The other night I watched The Man Who Shot Liberty Valance - a 1962 classic Western about character, integrity, courage, sacrifice and community. Seeing the choices the men made in the movie got me thinking about the place of character in our modern world.
The way I see it, every teaching, lesson, difficulty … every challenge you face throughout your life builds your character. Every choice you make shapes the kind of person you become, and it's cumulative. Your character is you - it's your legacy, your imprint, it's the impact you leave on others. In short, your character matters.
So what does good character look like? It's when a person's actions reflects more of their higher qualities than their lower ones. Meaning when someone acts more often from a place of courage, tolerance, respect, altruism, honesty, love, compassion or forgiveness than they do from cowardice, intolerance, disrespect, aggression, denial, defensiveness, pride or envy.
It sounds easy, but we all know it's far harder to be the better person in the complex relationships and situations of our lives, when our pride is burnt and our feelings hurt. Of course we all want to be treated fairly and justly. And there's the challenge, right there.
Are you able to transcend your lower impulses by making higher choices?
Ultimately what creates character is the action you take despite how hard it is for you personally. Here are just a few character-building choices:
- the moral or ethical choice you make in an amoral/unfair/unethical situation, despite the personal cost.
- putting your own needs aside for the welfare of others.
- the fierce conversation you have because it’s important to tell the truth.
- standing up for someone who’s being mistreated.
- sometimes holding your tongue, when that’s the most compassionate action.
- giving into grief rather than pretending everything’s fine.
- learning from failure and not giving up.
- being kind and helpful because you can.
- facing the truth of a situation rather than denying it.

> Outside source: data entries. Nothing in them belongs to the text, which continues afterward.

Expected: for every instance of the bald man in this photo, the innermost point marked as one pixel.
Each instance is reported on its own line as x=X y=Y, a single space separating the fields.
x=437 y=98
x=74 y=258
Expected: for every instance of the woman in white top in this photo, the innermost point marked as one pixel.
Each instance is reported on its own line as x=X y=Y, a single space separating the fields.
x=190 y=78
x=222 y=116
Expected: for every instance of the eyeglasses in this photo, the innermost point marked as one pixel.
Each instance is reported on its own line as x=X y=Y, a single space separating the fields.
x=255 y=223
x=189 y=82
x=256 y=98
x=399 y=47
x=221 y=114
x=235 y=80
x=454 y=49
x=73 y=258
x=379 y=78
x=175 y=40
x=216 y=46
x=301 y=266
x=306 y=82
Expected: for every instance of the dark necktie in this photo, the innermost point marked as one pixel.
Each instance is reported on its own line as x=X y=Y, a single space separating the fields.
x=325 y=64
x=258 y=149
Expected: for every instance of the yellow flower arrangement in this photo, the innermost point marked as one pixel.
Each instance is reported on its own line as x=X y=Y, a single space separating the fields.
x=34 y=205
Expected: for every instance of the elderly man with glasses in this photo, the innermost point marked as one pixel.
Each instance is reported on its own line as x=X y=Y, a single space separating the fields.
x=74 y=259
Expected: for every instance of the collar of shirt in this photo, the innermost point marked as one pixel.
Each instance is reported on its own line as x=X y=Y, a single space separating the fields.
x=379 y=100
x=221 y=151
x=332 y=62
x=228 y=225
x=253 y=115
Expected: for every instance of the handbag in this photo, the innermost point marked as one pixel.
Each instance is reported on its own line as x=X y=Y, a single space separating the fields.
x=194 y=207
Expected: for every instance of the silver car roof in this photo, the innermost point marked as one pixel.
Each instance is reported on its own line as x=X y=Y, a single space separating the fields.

- being willing to forgive, let go and move on.
You build character when you take the highest, most evolved option at the choice points in your life, even when it hurts to do so.
Because you have that choice. You can take time to reflect and check in with yourself, with your truth, before making decisions. You can ask yourself the tough questions and be willing to see through all the defensive filters and walls your ego will throw up to get to what's true. To determine what's really going on. To discern the wisest course of action in any situation.
You have that wisdom within you - in your heart, but you have to choose to get out of your own way, and detach from the thoughts and emotions that will keep you from hearing it.
And whilst you can't control other people's behaviour or reactions, and you can't change the past, you can choose to take the higher ground from now on - that can be your legacy. You can make your next choice count. Because it is always a choice. And your choices matter, to you and to how you show up to others.
The choice points in our lives are the moments that stretch you to recognise your vulnerability, that you don’t always get it right, and neither do the people around you. And sometimes you get let down by others, sometimes it’s desperately unfair, and sometimes you're the one being unreasonable. We're just human at the end of the day.
But it's when you continue to lean into your life, no matter what has come before, and keep your heart open despite past hurts, that you strengthen character. It's when you’re willing to learn from past mistakes, and take responsibility for your part in it all, that you build character.
You can do all the personal development in the world, but the true test of your character is how you show up in difficult situations. No one else may give it much fanfare - because daily life keeps us well distracted. But we all recognise good character when we see it. We all want to be surrounded by people of good character, who will do the right thing by us. That is far more valuable and precious than any outward marker of success.